There was a time when 3D printing was quite rare, and those that were there were far too expensive for most people. However, things changed over the last couple of years, as resin-based printers started coming into the market, and were going for pretty affordable options. Now, the Anycubic photon printer is one of the cheapest, and the most effective. In this review, we will take a deeper look at it;
Design and build quality
This printer is so budget-friendly and the resin tub and the build plate is made of machined aluminum while the machine frame is made from stamped sheet metal and nothing about it feels cheap. Talking of the design, it is fairly basic. Apart from the touchscreen printer, it may lack many thoughtful design elements which are common on higher-end machines. All the things considered, the print is well built but lacking slightly in terms of design at least from a performance and engineering perspective.
Setup and configuration
Setting up the DLP/SLA printer and the FDM printer, are notably different but the good news is that when it comes to the photon it is easier. The printer comes all but fully assembled and getting it ready for the first print is a breeze. It is actually two steps: manually level the build plate and install then attach the resin vat. The build plate leveling process it is relatively simple to complete and is not automated in any way and to make sure that the Z-axis home point at the correct height.
Features and specs
There are some of the things that make the printer stand out from the rest of the pack. One of them is the DLP printer which means that instead of squirting the plastic filament through a hot nozzle to create objects and it shines UV light into a vat full of photoreactive resin to cure each layer.

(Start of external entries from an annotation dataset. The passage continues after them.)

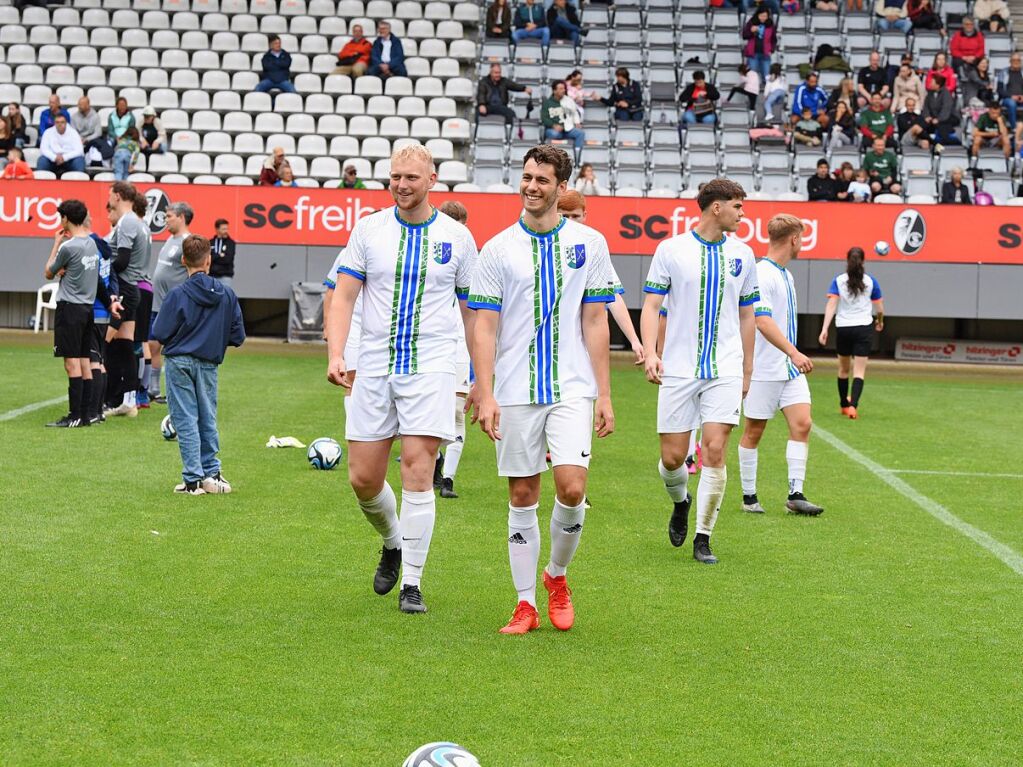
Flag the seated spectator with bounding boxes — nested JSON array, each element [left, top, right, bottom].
[[2, 146, 36, 181], [138, 106, 167, 160], [36, 112, 85, 178], [973, 101, 1013, 159], [792, 72, 828, 128], [678, 70, 721, 125], [540, 80, 586, 154], [476, 63, 533, 125], [941, 167, 973, 206], [920, 74, 962, 145], [743, 5, 777, 80], [333, 24, 373, 80], [487, 0, 512, 38], [575, 163, 608, 194], [806, 157, 838, 202], [338, 165, 366, 189], [259, 146, 291, 186], [114, 126, 141, 181], [39, 93, 71, 136], [973, 0, 1009, 32], [895, 96, 931, 149], [601, 66, 643, 122], [856, 50, 891, 109], [256, 35, 298, 93], [874, 0, 913, 35], [512, 0, 550, 48], [547, 0, 586, 45], [368, 21, 408, 80], [891, 63, 927, 111], [924, 53, 955, 93], [948, 16, 984, 76]]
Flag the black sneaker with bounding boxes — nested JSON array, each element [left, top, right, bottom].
[[373, 546, 401, 595], [398, 586, 427, 613], [668, 494, 693, 548], [693, 535, 717, 565], [441, 477, 458, 498]]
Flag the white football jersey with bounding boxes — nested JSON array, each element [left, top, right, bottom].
[[753, 259, 800, 380], [469, 218, 618, 405], [643, 231, 759, 378], [339, 206, 477, 375]]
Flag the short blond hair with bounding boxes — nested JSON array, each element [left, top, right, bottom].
[[767, 213, 805, 242]]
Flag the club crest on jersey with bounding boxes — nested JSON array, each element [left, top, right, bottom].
[[565, 245, 586, 269], [434, 242, 451, 264]]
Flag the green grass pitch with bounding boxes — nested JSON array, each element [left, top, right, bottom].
[[0, 334, 1023, 767]]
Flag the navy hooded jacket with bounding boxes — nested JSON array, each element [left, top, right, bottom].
[[152, 272, 246, 365]]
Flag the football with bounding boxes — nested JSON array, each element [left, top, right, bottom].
[[160, 415, 178, 442], [306, 437, 343, 471], [401, 742, 480, 767]]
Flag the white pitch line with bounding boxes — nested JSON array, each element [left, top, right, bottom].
[[0, 395, 68, 421], [813, 424, 1023, 576]]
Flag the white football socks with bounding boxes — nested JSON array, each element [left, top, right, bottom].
[[789, 440, 810, 494], [697, 466, 728, 536], [359, 482, 401, 548], [657, 461, 690, 503], [399, 490, 437, 586], [508, 504, 540, 607], [739, 445, 757, 495], [547, 496, 586, 578]]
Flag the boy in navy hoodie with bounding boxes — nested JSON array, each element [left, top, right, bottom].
[[152, 234, 246, 495]]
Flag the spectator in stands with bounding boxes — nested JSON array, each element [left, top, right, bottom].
[[575, 163, 608, 195], [920, 74, 962, 151], [891, 63, 926, 111], [941, 166, 973, 206], [997, 51, 1023, 129], [369, 21, 408, 80], [338, 165, 366, 189], [973, 0, 1009, 32], [948, 16, 984, 76], [512, 0, 550, 48], [487, 0, 512, 38], [973, 101, 1013, 159], [256, 35, 298, 93], [874, 0, 913, 35], [476, 63, 533, 125], [895, 96, 931, 149], [114, 126, 141, 181], [924, 53, 955, 93], [792, 72, 828, 128], [856, 50, 891, 109], [678, 70, 721, 125], [2, 146, 36, 181], [547, 0, 587, 45], [333, 24, 373, 80], [106, 96, 135, 146], [36, 112, 85, 178], [856, 93, 895, 149], [806, 157, 838, 202], [601, 66, 643, 122], [743, 5, 777, 80]]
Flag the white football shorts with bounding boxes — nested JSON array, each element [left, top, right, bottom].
[[657, 375, 743, 434], [743, 374, 810, 420], [345, 373, 455, 442], [495, 397, 593, 477]]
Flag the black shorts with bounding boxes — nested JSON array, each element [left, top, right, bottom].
[[110, 281, 139, 330], [835, 324, 874, 357], [135, 288, 152, 344], [53, 301, 93, 359]]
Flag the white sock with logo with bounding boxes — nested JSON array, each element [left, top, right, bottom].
[[400, 490, 437, 586], [508, 503, 540, 607], [547, 496, 586, 578]]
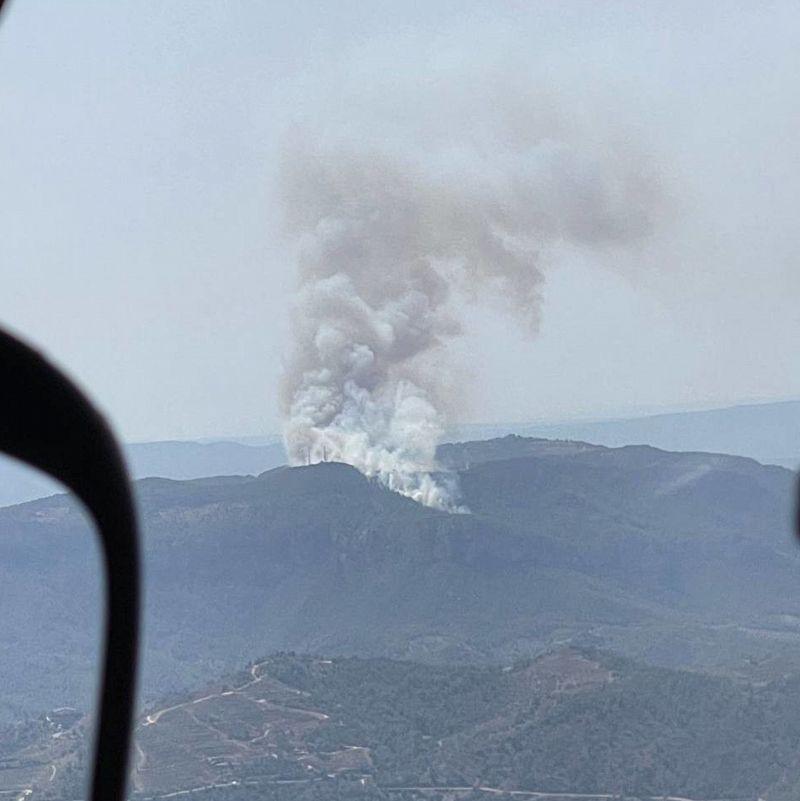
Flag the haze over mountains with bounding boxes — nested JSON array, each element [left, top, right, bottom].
[[0, 401, 800, 506], [0, 437, 800, 718]]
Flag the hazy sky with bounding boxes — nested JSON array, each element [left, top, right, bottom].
[[0, 0, 800, 440]]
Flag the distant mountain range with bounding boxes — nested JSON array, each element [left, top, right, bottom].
[[0, 441, 286, 506], [0, 437, 800, 719], [450, 400, 800, 470], [0, 401, 800, 506]]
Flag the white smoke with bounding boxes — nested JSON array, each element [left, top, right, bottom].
[[282, 83, 658, 511]]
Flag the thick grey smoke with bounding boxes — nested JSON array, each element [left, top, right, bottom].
[[282, 94, 658, 510]]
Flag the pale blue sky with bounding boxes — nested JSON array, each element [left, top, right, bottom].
[[0, 0, 800, 439]]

Secondly, it is tiny. Most consumer’s 3D printers as a photon which is roughly the size of two shoeboxes which are sandwiched together which can fit your desktop. Also, the tint footprints have a tiny corresponding build area, so that the printing cannot be anything bigger than 4.5 x 2.5 x 6.1 inches (115 x 65 x 155 millimeters ) with this machine. The photos make up for its minuscule build area with some incredible accuracy and resolution stats which is able to print layers that are thinner than 10 microns, making it far more detailed than even the most high-end FDM printers that we have tested. The photon is also equipped with a 2.8inch touchscreen interface that makes the adjustments settings easier and initiates prints.
This printer is for sure one of the best printers in its price range. It may not be the same as other high-end printers, when it comes to its features and reliability, but in terms of sheer print quality, it is giving the high-end printer a run for their money, in that if you were to print a similar object on both printers, you won’t be able to tell the difference. That’s pretty impressive, right??